The Serpent Woman: Rebellion and metamorphosis


It all began in 2022, when she was still a student. Caught between disillusionment with an industry suffocating under its own contradictions and an irrepressible urge to create differently, Gabrielle Huguenot made a radical choice: she would follow neither the path of conformity nor destruction. Inspired by her childhood icons—the femme fatales of pop culture, from Poison Ivy to Medusa and the symbolic power of the serpent—she imagined a hybrid persona.


The Serpent Woman isn’t here to seduce. She exists on her own terms. Like a reptile lurking in the shadows of its terrarium, she observes, transforms, sheds her skin. “The serpent does not live to entertain us,” reminds the designer. Just as the femme fatale is often relegated to a rigid role—alluring but doomed—Gabrielle Huguenot refuses this entrapment. Instead, she reimagines these figures, offering them a fate beyond tragedy or silence, echoing the words of Aimé Césaire: “We are those who say no to the shadows.”

Combat jewellery and relics of darkness


At Bijorhca, Huguenot’s world unfolded in a disruptive spectacle, an anthem to self-assertion through ornamentation. Her jewellery and accessories—more than sculptural adornments with conceptual undertones—stand as symbolic weapons. 


Each piece emerges from raw instinct, crafted without preliminary sketches, as if forged directly from the Serpent Woman’s flesh. Metal elements sourced from BDSM culture, fishing gear, and traditional jewellery-making are reassembled into a unique visual language. She subverts relics of control and restraint, transforming them into symbols of power and liberation. A bracelet forces the hand downward, mimicking an imposed gesture of submission. 


A tiara compels the head to bow, evoking a ritual of self-abnegation. But this is not resignation—these objects serve as provocations. How do we accept being represented? At what point do we reclaim the symbols that once alienated us?

"What fascinates me isn’t the object itself, but what it reveals about us"

Inspired by the radical performances of Marina Abramović, she incorporates her own body into her creations, playing on the tension between artist and muse. It’s no surprise that her performances disturb, her pieces provoke. Some find them sublime; others unsettling. But none leave indifferent.

The art of Disruption: Beyond Jewellery, a sensory immersion


At this edition of Bijorhca, Gabrielle Huguenot didn’t just exhibit her work—she delivered a full-scale spectacle, an unfiltered immersion into her creative world. Her artistic direction blends installations, movement, and sensory experiences, drawing spectators into a dialogue with their own perceptions.

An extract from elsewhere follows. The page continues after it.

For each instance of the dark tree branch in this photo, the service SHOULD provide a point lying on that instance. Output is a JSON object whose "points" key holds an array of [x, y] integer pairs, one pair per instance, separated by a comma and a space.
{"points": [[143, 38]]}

 In one of her performances, a dress covered in mould-like patterns evokes forced confinement. A pair of deliberately unwearable shoes challenges the very notion of functionality in fashion. Her fragrance, “Négligence”, created in collaboration with Firmenich, questions olfactory norms, daring to embrace body odour as a statement rather than something to be erased. Through these interventions, Gabrielle Huguenot elevates jewellery to a form of language, a performance where creation meets politics, where the femme fatale no longer seduces but asserts her existence.

From Shadows to Light: What’s next for the Serpent Woman?


In a world where trends are both fleeting and overwhelming, few designers succeed in anchoring a vision that is truly distinctive. Gabrielle Huguenot is one of them. Her work transcends aesthetics—it is conceptual, disruptive, deeply rooted in reflections on the representation of the body, the power of objects, and the place of women in Fashion, Art, and Contemporary Society. With the Serpent Woman, she offers a narrative in constant metamorphosis. A shapeshifting icon, breaking free from her chains, evolving, and affirming her power.